Issue: April/June 2010


Here’s the bark. Where’s the bite?

The labour federation is determined to remain “revolutionary”. Resolutions taken at its national congress spell out what it means for pension funds. Or rather, what it would mean if the leadership has its way.

Every three years Cosatu holds a national congress. At its most recent, late last year, resolutions were taken that are important reflections of its thinking on retirement funds. Some are a little frightening, if not unexpected and on occasion perhaps not unwarranted, for the frustration and mistrust they convey. Several appear to derive from ideological conviction, as in unions’ attempts to control the assets of pension funds, that the labour federation can conceivably bring to bear on national policy.

Here are examples from the transcript, quoted verbatim but in summary, with the more obvious typographical and other errors corrected. TT resists the temptation to comment.

On trustee training:
The pensions legislation places fiduciary duties on trustees. Trustees’ knowledge on pension-fund matters is very limited and therefore they rely completely on service providers for expert advice. In most cases, training provided by asset managers may be biased towards the service providers rather than focusing on members’ interests. “Affiliate Education Department” is not ready to provide training to trustees and union leadership on pension matters.

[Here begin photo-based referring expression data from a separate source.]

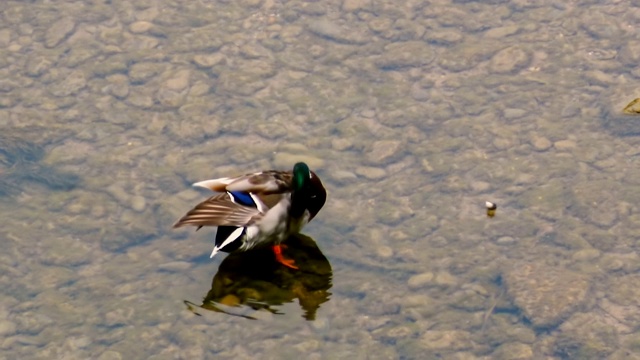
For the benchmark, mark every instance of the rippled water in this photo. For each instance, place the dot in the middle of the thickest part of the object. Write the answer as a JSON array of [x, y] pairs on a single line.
[[413, 114]]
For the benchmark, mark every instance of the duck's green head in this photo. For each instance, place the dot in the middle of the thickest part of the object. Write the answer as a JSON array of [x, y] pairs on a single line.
[[307, 192], [301, 177]]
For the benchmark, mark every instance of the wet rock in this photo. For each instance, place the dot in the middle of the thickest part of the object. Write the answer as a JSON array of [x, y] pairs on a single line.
[[209, 60], [513, 351], [540, 143], [444, 37], [59, 31], [586, 336], [546, 295], [37, 65], [332, 31], [5, 38], [7, 328], [178, 81], [140, 27], [446, 340], [623, 301], [383, 151], [356, 5], [630, 52], [65, 251], [509, 60], [286, 160], [371, 173], [118, 85], [405, 54], [420, 280], [596, 201], [71, 85], [140, 73]]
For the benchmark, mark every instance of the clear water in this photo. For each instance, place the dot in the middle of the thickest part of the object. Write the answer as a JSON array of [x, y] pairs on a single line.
[[412, 113]]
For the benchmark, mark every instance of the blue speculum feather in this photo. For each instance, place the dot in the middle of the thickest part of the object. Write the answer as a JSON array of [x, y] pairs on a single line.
[[243, 198]]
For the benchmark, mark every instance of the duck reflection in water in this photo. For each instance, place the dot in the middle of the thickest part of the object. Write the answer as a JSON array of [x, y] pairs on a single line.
[[253, 281]]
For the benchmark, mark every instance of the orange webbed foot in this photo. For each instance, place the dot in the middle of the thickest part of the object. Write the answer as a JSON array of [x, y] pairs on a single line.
[[290, 263]]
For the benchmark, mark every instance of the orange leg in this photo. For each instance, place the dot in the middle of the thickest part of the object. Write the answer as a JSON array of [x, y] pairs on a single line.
[[277, 250]]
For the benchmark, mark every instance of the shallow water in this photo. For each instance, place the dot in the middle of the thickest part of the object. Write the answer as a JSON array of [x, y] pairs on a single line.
[[413, 114]]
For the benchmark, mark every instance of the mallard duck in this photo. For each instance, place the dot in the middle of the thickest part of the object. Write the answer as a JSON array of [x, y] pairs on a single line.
[[259, 209]]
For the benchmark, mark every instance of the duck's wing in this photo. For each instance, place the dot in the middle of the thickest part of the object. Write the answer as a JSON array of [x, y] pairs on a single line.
[[220, 210], [264, 182]]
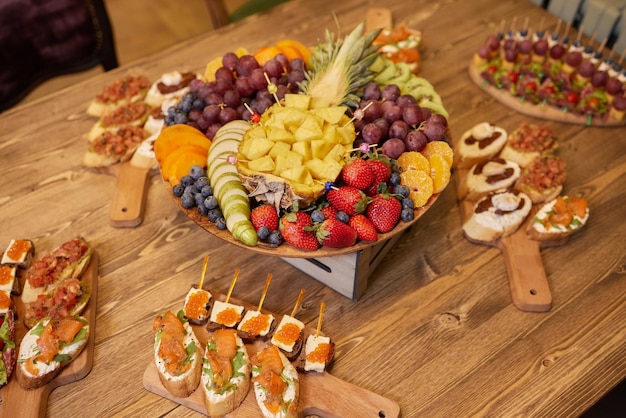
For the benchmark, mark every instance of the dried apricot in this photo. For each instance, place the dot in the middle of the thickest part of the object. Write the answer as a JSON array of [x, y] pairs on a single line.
[[420, 185]]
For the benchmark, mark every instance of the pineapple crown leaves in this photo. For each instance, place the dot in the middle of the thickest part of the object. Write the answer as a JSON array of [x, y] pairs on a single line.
[[339, 68]]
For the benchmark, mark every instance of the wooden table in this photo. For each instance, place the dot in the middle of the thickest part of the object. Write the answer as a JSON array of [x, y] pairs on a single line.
[[435, 331]]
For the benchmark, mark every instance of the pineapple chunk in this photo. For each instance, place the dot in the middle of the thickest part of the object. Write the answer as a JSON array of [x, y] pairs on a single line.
[[256, 148], [332, 114], [279, 148], [302, 148], [298, 101], [264, 164]]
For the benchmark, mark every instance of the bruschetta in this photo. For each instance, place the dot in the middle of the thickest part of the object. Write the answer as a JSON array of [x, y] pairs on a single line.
[[172, 85], [68, 260], [196, 307], [177, 354], [8, 354], [19, 253], [225, 372], [482, 142], [559, 218], [48, 347], [276, 384], [121, 91], [115, 146], [134, 113], [528, 142], [542, 179], [488, 176], [289, 336], [497, 215]]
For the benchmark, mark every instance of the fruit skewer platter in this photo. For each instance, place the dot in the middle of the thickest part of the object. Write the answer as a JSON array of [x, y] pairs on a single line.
[[552, 76], [306, 152]]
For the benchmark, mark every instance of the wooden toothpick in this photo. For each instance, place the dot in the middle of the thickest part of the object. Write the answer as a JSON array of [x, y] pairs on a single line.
[[232, 285]]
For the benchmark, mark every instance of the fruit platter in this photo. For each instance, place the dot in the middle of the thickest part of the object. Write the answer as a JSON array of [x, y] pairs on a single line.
[[552, 76], [303, 152]]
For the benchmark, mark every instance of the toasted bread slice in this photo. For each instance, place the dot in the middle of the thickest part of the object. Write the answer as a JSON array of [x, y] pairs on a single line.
[[558, 219], [269, 366], [488, 176], [223, 391], [177, 354], [483, 142], [37, 365], [497, 215]]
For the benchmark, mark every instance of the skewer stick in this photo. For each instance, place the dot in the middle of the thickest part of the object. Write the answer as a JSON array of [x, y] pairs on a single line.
[[267, 285], [206, 262], [319, 320], [297, 305], [232, 285]]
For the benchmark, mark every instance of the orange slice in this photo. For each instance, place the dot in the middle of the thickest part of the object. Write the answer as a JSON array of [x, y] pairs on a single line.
[[439, 171], [413, 160], [441, 148], [175, 136], [420, 185]]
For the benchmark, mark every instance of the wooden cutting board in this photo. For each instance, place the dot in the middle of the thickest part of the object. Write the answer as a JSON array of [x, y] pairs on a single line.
[[320, 394], [21, 403], [546, 112]]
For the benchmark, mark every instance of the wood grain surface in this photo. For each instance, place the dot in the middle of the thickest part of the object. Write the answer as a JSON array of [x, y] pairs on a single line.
[[435, 331]]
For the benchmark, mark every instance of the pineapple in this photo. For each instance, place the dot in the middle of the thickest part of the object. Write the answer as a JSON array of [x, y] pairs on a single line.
[[308, 137]]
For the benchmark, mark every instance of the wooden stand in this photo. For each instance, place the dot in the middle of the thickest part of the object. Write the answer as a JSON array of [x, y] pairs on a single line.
[[347, 274]]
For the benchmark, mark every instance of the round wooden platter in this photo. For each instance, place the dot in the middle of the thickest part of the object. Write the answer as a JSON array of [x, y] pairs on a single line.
[[286, 250], [540, 111]]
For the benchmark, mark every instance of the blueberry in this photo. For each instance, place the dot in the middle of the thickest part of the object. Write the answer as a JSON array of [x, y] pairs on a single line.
[[186, 181], [402, 190], [343, 217], [202, 210], [221, 223], [408, 203], [207, 191], [187, 200], [263, 232], [180, 118], [317, 216], [275, 238], [199, 199], [214, 214], [407, 215], [210, 202], [178, 190], [191, 189], [195, 172], [201, 182]]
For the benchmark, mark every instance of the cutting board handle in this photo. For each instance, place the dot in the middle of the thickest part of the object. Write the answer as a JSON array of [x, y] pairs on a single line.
[[128, 203]]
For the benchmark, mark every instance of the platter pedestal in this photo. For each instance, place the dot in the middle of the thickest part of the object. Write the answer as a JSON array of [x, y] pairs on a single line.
[[346, 274]]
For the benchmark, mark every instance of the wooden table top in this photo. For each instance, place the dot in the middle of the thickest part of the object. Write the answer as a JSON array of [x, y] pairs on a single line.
[[436, 330]]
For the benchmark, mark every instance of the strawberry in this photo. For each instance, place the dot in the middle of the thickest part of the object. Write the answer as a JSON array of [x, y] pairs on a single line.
[[333, 233], [357, 173], [365, 229], [382, 173], [384, 211], [264, 215], [298, 231], [348, 199]]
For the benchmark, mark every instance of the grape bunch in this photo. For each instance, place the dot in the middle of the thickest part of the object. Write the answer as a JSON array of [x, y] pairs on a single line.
[[240, 85], [395, 123]]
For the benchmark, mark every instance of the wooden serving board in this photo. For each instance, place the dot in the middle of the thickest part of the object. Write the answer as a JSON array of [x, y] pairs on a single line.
[[20, 403], [546, 112], [320, 393], [528, 282]]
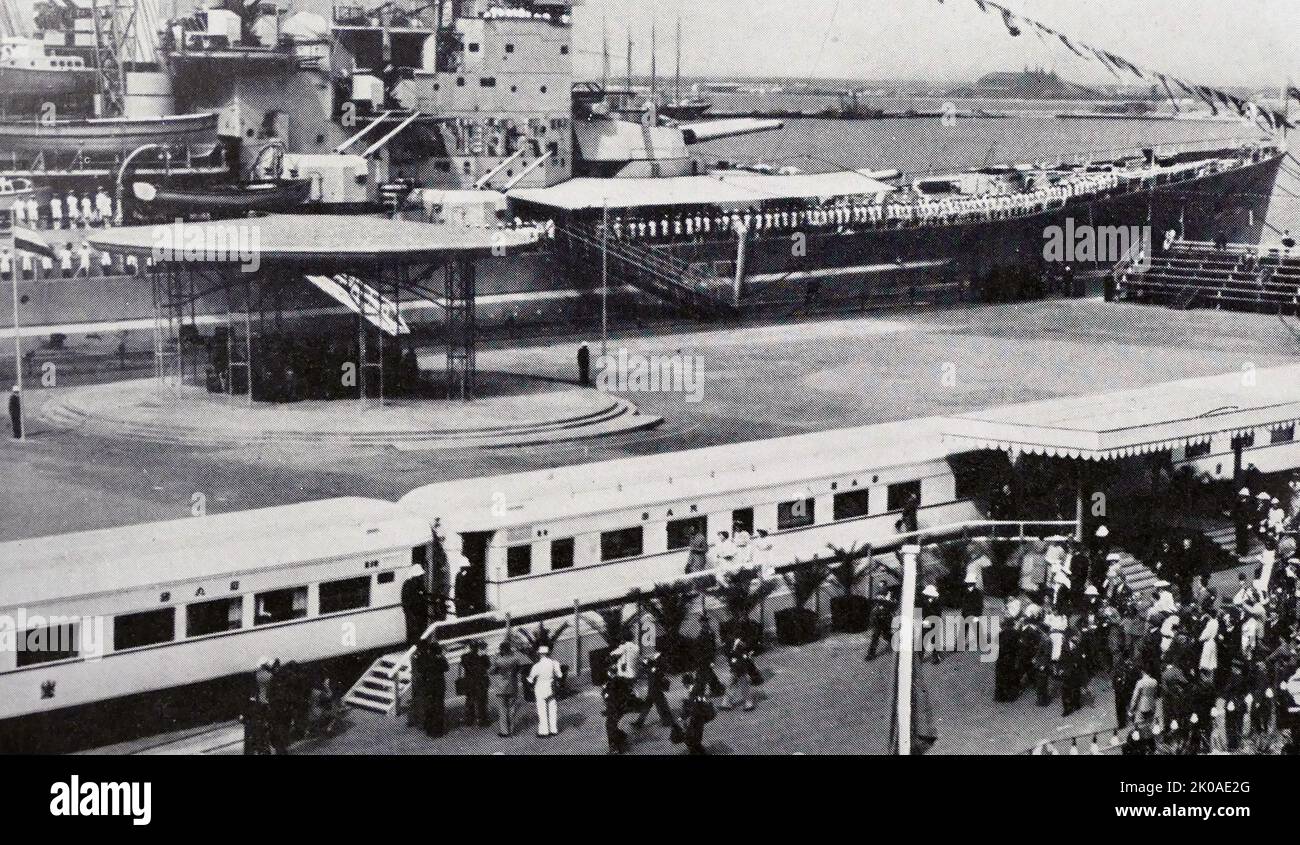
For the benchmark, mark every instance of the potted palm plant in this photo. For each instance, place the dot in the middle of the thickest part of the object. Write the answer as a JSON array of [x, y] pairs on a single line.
[[850, 612], [740, 593], [670, 607], [797, 624], [612, 627]]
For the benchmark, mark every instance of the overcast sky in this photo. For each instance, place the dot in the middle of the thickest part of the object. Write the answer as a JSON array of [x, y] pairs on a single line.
[[1223, 42]]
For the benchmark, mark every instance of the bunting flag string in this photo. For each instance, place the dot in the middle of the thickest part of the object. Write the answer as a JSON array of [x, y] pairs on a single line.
[[1213, 98]]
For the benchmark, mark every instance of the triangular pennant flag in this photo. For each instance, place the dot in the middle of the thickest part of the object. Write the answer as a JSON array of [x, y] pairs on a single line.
[[1073, 48], [1103, 56], [1009, 21], [1173, 100]]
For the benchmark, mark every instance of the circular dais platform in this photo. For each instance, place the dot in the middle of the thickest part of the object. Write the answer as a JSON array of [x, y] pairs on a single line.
[[525, 412]]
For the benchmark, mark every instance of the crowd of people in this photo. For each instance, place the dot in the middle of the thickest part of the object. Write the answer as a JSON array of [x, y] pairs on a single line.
[[68, 260], [287, 705], [73, 211], [636, 683], [1192, 671], [863, 213]]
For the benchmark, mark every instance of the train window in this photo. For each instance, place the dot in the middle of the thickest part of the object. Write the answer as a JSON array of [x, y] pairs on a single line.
[[680, 531], [519, 562], [852, 505], [134, 631], [47, 644], [280, 606], [900, 493], [794, 514], [562, 554], [622, 544], [346, 594], [215, 616]]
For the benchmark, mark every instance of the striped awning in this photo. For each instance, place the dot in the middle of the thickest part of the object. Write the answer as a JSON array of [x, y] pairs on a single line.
[[1136, 421]]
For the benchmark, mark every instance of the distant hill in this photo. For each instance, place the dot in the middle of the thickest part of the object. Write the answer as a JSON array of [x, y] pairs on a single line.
[[1026, 85]]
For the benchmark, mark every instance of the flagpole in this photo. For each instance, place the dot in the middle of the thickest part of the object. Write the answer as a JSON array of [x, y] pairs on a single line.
[[605, 278], [17, 334]]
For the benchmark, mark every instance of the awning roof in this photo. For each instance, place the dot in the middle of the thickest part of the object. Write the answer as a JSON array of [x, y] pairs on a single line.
[[312, 238], [716, 189], [1136, 421]]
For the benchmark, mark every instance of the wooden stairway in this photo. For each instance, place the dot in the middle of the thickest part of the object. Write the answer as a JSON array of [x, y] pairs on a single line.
[[384, 684]]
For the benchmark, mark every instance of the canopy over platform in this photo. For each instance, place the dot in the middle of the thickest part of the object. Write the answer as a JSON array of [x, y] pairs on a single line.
[[315, 239], [740, 189], [1138, 421]]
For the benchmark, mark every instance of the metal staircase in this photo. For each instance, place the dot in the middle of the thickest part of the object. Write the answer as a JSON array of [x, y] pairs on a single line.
[[653, 271], [384, 684]]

It is therefore resolved that trustees be made aware of the pensions legislation but encourages them to carry out their duties with due care. Expert advice on its own is not detrimental to members’ interests, but it becomes dangerous if trustees entirely rely on experts especially on basic issues rather than specialised knowledge. The union must play a role in ensuring that asset managers, who want to provide training, focus on soft and core issues.

As a transition phase, the union education departments may outsource trustee training but work towards providing it themselves. The training must empower trustees to deal with all challenges which are confronting trustees like governance, risk and return etc.

On surplus distribution:
Cosatu has embarked on a protracted struggle to get the surplus legislation passed. Unions are not playing a meaningful role to celebrate the victory. Instead, it is left to the FSB to ensure the surplus distribution.

It is therefore resolved that the unions celebrate the victories by ensuring that former fund members benefit from the distribution. Shop stewards, trustees, local offices and funds must embark on a massive publicity campaign for maximum distribution. We must make sure that employers are not even getting a cent out of the surplus money.

On bulking:
Another wave is taking place in the form of housing loans. Service providers have negotiated with the banks that, because there is a big number of workers who acquired loans, the service providers should get discounts. The discount is credited to the service provider and not to the fund.

It is therefore resolved that no service provider has the right to negotiate any bulking service or benefit without the knowledge of trustees and shop stewards. Any benefit negotiated in the name of funds must accrue to the fund members. Service providers must declare to the trustees all business interests which relate to the funds.

On trustees’ terms of office:
The Pension Funds Act does not state the duration for trustees and makes no provision for trustees to be “recalled”.

It is therefore resolved that Cosatu proposes amendments to the Act whereby the term of office is limited to four years and that trustees may be “recalled”. Also, the election of trustees in all funds must take place at the same time “like shop stewards”.

On trustee independence:
In the Ceppwawu court case (see ‘Trade Unions’ stories elsewhere in this TT edition) the union mandated the trustees to do specific things and the trustees refused. The courts stated that the trustees are independent. On the other hand, the unions have played a critical role in reforming the retirement industry but they are expected not to intervene even if it is in the interests of workers.

It is therefore resolved that unions must continue to play a revolutionary role given that there is an imbalance in the whole social security system. Legislation must give unions space to participate in the retirement industry by allowing union representation on the funds. Individuals seconded to funds must account to union structures and be subjected to union recall and accountability.

On socially-responsible investment:
Unions have committed 5% of assets to SRI but only 2% has been invested.

It is therefore resolved that Cosatu will encourage its affiliates to achieve the 5% within 36 months. An institution will be investigated to assist. It may be the Unity Corporation, or establish an SRI desk or even use Kopano Ke Matla or one of the affiliate investment companies (e.g. Numsa Investment Company).

On black economic empowerment:
Although the B-B BEE codes are in place, black companies only manage about 1% of the (retirement funds) industry. Trustees have not shown confidence in black asset managers.

It is therefore resolved that 25% of assets under management be transferred to black-owned companies by 2011.


In a Business Report article, Cosatu national spokesperson Patrick Craven attacked TT for having argued that the labour federation should not duck from public debate on retirement-fund issues and that it should practice the same public accountability it demands of others (TT Sept-Nov ’09).

Amongst other things, he contends that the TT argument makes “outrageous claims” and contains “glaring inaccuracies”. These are contentions that can equally be thrown back at Craven. He also says that TT “promotes the views of the retirement funds industry and service providers and is of little use to member-elected trustees whose interests Cosatu is committed to promoting and protecting”.

Craven is entitled to his viewpoint. It can be accessed on the BR website ( by using keywords ‘Greenblo’ and ‘Craven’.